3. "The rigorous new process being introduced by Mr Duncan Smith could lead to those without limbs, including former soldiers, having their payments reduced as their everyday mobility is not undermined by their prosthetic limbs". If you read the Government's draft qualifying criteria for Personal Independence Payments (that is replacing DLA) you'd have realised this statement is disingenous. It clearly says that even if your everyday mobility is severely limited through amputation, under the new system you'll receive minimal support to help with this. Case study 7 says "Andy is 50. His left leg was crushed and had to be amputated above the knee and his right leg was also injured.The scar on his left stump has not healed very well so he has difficulties with his prosthesis and his right leg is weak. He finds it very tiring if he walks more than 40-50m so he often uses a wheelchair if he is going outdoors. Mobility activities = 10 (standard rate Mobility component)". This means that the Government recognises that Andy cannot walk more than 50metres, that, to use IDS's terminology, his 'everyday mobility' is undermined but will only award him 10 points. This means he will no longer be able to access the motobility scheme which allows him to rent a car to give him the freedom that his body no longer allows him.
4."In the assessment, lots of people weren’t actually seen. They didn’t get a health check or anything like that". To get DLA you are medically assessed by the doctors and hospital workers that see you regularly. They need to provide supporting evidence to the DWP that your disability or illness is as you have described it. The DWP regularly contacts doctors who have provided supporting evidence for extra information before it makes a decision. This is why it is actually very hard to be awarded DLA and why the fraud rate is so low.
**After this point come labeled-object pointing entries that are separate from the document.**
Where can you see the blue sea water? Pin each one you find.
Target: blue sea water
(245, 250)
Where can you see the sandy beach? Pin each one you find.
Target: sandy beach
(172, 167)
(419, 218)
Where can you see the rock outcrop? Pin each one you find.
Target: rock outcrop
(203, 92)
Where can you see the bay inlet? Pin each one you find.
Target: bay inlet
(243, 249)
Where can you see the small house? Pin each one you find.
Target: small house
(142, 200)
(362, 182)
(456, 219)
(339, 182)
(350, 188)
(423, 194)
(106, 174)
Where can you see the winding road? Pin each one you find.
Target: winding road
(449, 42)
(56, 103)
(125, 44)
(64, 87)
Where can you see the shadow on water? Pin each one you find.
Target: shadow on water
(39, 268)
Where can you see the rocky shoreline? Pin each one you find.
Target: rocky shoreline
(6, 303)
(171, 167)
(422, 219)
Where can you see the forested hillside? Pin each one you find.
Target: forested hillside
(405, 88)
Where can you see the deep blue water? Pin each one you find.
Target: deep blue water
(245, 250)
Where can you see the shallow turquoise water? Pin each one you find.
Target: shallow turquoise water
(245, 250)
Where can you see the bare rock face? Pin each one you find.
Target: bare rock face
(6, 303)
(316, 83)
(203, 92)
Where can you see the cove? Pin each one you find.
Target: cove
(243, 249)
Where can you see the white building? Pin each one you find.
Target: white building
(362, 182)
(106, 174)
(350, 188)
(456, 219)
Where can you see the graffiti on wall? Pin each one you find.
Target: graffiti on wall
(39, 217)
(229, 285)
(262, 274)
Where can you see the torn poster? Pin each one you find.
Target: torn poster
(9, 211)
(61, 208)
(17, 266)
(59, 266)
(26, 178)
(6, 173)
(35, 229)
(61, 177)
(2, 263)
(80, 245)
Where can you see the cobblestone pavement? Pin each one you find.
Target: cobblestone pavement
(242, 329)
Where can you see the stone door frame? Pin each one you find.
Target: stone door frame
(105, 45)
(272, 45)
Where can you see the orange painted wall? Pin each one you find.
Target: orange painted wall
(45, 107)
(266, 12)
5."Something like 70 per cent had lifetime awards, (which) meant that once they got it you never looked at them again". This 70 per cent figure may be true and it is very high, but to suggest that some people should not receive lifetime awards shouldn't automatically mean that no-one receives lifetime awards. Many claimants have degenerative incurable illnesses such as Parkinson's or, like me, Cystic fibrosis, or are permanently paralysed. We can't get better, so if we are found to need help this year then the same will be true in four years time. It is a waste of taxpayer's money to reassess all claimants every few years.
6. You quote IDS as saying "Tony Blair’s government tried to attack DLA, just to
restrict it. We’re not doing that". Actually IDS is. The Government declared in its Budget 2010 policy costings document that it intends to save 20% from its DLA budget by changing the way it is allocated - this is the very definition of restricting DLA.
There are other things I do not agree with with this article, but as they are matters of tone not fact you have a right to editorial control over these issues. I appreciate that the Telegraph is right-leaning and therefore broadly supportive of the current Government, but by swallowing every fact uttered by IDS without question, this piece reads as a poor advertorial for the Government's cuts, and not as a strong, piece of quality journalism.
p.s. All links go to DWP or Government documents freely available on the web, so you could have easily found such reputable sources yourself.